ASPEN, Colo. — On average, 911 dispatchers in Pitkin County take about 1,200 calls a month. Many of those emergencies require life-saving skills before the first responders even arrive, according to Dispatch Commander Brett Loeb.
“We’re often called the first, first responder,” he said.
Across the country, dispatcher jobs are defined as administrative, not life-saving.
There’s a bill in Congress called the 911 Safety Act that would reclassify dispatchers as first responders. The effort has been slow moving, though, prompting some communities to move forward with the classification on their own. Pitkin County is now one of those places.
Given the lifesaving steps they take every day, 911 dispatchers in Pitkin County are the first in Colorado and among a few nationwide to be classified as first responders, putting them alongside firefighters, police and paramedics.
“We’re just as critical as any of those for passing along information and helping people over the phone," Loeb said. “We go through extensive training to help people over the phone with medical conditions, from bleeding control, to child birth, to choking and CPR.”

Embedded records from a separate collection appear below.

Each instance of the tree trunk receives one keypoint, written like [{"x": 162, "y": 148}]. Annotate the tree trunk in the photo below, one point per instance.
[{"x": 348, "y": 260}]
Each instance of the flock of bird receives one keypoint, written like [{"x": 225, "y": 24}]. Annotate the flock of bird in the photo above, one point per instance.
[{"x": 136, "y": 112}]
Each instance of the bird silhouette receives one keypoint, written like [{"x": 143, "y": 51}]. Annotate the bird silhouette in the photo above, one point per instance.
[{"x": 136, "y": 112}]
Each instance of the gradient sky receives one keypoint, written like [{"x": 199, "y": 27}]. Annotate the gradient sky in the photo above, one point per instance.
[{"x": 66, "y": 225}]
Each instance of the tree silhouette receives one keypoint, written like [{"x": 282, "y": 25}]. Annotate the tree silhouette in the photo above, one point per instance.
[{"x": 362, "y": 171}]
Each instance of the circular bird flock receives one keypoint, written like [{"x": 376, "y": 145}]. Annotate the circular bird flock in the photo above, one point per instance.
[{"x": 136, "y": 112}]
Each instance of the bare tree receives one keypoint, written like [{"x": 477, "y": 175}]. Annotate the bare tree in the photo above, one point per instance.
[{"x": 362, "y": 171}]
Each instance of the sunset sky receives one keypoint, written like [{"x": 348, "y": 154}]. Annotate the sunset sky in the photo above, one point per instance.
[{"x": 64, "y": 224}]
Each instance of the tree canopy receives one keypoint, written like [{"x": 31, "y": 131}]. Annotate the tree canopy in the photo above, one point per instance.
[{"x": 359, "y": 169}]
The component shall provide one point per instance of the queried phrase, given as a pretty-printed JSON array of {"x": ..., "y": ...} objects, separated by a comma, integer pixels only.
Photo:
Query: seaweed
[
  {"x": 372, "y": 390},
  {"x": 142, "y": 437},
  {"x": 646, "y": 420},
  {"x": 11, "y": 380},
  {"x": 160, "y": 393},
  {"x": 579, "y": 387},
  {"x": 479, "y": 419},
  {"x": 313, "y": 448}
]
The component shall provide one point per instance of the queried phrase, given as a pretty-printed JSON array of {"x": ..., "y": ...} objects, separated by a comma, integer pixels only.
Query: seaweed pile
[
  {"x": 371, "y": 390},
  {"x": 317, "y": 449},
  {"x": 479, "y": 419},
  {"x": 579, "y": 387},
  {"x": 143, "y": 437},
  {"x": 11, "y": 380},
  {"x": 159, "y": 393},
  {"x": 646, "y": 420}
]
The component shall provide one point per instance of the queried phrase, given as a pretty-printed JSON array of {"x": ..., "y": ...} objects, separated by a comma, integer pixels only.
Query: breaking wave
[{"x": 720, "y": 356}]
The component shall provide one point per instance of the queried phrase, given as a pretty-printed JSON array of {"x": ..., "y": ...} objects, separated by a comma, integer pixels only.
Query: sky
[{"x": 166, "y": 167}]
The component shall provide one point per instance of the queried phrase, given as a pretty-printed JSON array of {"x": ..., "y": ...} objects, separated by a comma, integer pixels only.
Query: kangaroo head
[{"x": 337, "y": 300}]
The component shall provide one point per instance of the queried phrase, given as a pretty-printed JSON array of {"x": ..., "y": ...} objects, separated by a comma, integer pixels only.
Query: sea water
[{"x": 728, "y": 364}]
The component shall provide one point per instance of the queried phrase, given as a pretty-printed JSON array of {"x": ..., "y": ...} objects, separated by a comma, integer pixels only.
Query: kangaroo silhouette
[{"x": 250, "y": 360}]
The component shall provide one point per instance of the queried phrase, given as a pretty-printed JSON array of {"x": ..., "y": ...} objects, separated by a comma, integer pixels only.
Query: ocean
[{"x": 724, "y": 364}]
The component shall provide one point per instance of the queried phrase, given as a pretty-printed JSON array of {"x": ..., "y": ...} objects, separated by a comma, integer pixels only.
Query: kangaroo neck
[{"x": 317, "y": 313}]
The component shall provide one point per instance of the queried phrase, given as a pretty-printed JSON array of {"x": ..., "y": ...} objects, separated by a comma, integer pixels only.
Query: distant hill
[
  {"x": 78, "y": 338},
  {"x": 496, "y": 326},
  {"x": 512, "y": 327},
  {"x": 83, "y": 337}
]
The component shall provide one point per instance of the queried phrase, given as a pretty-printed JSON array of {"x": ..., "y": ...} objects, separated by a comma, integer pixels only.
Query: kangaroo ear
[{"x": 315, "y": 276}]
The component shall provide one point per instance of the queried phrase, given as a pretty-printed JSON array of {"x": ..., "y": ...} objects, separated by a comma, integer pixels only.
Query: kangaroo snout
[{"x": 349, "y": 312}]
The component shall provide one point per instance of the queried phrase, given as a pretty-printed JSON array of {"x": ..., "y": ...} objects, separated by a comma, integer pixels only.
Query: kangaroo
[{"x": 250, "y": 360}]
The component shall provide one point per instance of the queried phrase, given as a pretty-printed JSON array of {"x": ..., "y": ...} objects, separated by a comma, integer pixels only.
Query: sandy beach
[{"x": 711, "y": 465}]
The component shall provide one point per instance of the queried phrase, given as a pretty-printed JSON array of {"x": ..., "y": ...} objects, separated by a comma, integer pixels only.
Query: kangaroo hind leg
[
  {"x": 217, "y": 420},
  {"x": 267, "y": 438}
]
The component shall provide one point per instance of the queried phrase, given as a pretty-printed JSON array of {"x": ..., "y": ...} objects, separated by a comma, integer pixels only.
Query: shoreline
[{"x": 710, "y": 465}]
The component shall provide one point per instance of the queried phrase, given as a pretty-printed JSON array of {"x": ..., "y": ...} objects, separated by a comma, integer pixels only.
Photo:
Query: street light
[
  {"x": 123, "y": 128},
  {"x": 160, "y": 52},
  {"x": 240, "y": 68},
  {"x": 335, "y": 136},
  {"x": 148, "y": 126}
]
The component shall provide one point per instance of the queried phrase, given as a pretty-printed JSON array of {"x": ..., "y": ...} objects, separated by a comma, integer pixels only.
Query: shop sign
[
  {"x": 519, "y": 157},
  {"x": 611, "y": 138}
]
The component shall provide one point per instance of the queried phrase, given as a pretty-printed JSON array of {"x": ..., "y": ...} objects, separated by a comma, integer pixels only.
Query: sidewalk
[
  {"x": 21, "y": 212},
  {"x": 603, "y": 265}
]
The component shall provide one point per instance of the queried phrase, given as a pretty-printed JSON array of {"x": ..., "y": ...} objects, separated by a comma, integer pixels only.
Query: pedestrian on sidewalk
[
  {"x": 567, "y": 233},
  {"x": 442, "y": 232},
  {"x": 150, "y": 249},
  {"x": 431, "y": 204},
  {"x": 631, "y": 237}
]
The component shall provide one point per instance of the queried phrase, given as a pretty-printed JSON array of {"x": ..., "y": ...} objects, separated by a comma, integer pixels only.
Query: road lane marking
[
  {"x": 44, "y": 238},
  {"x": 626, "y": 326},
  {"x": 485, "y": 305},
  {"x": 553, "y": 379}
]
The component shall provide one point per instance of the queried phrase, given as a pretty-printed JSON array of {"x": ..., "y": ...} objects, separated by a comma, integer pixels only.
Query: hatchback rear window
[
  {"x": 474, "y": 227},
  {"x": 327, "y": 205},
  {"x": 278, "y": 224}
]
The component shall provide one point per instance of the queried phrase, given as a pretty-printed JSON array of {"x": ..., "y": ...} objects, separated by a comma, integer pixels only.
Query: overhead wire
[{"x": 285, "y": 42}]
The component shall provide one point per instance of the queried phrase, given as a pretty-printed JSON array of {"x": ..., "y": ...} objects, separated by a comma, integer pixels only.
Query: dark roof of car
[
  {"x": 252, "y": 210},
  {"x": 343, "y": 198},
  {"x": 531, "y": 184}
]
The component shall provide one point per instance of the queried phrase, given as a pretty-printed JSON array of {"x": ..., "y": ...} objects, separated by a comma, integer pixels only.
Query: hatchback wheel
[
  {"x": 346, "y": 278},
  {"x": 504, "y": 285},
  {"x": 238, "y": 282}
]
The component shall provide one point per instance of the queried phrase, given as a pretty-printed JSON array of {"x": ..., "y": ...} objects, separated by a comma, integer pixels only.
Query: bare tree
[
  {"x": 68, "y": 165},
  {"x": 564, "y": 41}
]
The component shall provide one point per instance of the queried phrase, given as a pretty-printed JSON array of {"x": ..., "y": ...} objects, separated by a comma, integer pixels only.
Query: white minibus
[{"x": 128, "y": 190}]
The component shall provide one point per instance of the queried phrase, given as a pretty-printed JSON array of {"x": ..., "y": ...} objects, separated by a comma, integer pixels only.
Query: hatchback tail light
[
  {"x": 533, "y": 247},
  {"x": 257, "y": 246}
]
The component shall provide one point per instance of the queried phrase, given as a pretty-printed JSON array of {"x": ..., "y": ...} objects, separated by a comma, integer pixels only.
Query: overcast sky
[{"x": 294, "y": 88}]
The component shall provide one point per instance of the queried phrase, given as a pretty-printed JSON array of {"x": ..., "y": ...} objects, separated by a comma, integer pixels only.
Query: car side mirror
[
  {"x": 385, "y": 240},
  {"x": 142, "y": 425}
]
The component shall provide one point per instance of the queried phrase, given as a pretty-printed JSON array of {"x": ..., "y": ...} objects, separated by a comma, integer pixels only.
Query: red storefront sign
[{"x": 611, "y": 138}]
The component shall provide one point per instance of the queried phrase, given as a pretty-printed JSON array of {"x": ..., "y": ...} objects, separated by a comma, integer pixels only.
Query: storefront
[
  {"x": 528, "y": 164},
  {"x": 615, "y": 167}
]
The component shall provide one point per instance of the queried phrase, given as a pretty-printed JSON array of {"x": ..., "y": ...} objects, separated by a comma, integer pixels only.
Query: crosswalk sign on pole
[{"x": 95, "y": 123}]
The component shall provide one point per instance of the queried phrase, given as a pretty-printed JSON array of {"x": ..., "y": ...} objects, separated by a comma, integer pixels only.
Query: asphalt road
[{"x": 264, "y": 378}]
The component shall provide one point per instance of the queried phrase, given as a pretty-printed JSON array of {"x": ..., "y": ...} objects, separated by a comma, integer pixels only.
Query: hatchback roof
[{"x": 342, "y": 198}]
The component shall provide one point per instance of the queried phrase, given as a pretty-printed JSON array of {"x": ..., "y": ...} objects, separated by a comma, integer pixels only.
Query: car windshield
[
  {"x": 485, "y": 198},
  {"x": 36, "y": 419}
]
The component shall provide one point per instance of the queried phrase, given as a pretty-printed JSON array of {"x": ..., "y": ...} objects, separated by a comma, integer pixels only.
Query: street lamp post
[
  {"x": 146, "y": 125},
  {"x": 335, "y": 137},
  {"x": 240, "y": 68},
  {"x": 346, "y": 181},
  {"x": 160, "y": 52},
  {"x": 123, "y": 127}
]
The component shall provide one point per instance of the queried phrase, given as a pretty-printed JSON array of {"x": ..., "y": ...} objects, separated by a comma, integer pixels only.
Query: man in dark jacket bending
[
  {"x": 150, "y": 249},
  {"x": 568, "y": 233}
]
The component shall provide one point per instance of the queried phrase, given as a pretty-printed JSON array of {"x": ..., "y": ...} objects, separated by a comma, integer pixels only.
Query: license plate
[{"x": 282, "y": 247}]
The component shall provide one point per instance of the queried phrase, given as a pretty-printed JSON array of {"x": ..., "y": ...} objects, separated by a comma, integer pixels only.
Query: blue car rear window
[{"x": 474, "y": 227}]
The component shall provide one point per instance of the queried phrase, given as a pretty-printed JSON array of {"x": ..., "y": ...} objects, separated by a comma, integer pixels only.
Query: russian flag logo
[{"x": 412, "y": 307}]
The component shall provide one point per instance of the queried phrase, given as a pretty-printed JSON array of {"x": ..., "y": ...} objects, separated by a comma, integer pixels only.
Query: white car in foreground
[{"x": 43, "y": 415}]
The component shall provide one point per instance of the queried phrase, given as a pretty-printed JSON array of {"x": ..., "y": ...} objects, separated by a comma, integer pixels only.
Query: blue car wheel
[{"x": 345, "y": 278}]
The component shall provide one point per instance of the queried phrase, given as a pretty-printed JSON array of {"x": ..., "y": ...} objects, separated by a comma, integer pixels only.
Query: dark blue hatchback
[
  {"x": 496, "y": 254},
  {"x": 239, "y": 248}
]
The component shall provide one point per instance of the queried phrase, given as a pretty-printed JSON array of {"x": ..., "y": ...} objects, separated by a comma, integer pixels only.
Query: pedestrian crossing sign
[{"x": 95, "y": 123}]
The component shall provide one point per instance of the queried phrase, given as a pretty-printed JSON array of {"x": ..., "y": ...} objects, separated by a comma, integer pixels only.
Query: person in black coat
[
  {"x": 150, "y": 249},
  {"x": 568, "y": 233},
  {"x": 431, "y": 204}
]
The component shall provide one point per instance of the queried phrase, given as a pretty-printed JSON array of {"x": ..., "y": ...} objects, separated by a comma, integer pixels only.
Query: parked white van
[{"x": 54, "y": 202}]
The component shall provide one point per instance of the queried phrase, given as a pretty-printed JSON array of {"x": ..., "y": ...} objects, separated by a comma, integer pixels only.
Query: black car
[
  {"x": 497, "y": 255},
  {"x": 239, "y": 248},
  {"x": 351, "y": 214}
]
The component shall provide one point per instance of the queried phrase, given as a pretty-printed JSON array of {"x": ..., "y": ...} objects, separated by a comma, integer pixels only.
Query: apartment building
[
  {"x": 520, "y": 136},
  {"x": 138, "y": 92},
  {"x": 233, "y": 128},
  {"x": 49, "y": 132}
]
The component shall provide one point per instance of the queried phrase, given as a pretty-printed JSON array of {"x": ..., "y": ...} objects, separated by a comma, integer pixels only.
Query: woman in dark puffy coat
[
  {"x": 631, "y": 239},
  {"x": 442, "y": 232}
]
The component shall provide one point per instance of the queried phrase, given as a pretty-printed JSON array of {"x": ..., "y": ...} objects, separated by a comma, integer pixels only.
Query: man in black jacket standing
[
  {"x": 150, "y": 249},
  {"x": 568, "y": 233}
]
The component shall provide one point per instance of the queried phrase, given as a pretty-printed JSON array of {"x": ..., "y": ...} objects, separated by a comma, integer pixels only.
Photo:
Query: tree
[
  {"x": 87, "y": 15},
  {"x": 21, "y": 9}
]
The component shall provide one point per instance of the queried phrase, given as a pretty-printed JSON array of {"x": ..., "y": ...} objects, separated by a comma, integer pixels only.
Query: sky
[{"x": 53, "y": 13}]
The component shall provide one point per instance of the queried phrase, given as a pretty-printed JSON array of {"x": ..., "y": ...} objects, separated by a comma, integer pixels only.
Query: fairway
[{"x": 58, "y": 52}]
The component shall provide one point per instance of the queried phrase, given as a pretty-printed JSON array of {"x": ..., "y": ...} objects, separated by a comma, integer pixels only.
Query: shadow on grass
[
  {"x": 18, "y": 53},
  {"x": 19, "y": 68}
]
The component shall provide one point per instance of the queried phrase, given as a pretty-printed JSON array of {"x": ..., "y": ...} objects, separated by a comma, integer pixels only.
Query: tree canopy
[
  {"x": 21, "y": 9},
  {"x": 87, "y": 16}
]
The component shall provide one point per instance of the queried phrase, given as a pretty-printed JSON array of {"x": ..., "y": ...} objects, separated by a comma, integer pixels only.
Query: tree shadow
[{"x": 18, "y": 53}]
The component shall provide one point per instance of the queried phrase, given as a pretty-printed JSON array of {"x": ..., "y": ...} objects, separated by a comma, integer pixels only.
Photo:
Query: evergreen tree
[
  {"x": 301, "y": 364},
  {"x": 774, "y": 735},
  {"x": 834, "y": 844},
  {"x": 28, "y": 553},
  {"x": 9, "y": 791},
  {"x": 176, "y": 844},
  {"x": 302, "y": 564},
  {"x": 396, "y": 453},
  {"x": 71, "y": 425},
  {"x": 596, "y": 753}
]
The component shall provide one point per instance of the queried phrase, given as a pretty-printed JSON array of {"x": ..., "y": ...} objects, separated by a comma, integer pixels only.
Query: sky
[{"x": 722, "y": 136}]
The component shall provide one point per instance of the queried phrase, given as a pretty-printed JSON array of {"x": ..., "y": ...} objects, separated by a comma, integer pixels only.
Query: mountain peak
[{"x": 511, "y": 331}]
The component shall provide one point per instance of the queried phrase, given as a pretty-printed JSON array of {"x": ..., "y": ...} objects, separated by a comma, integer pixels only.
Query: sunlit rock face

Arapahoe County is also redefining their dispatchers as first responders and the entire state of Texas voted to do the same thing over the summer.
In some places, the designation effects benefits and pay but in Colorado, Loeb said the change is more about respect for a job that answers the call when lives are on the line.
"Here in Colorado we’re lucky to already receive many of those benefits already,” said Loeb. “For us it’s just the recognition and the respect.”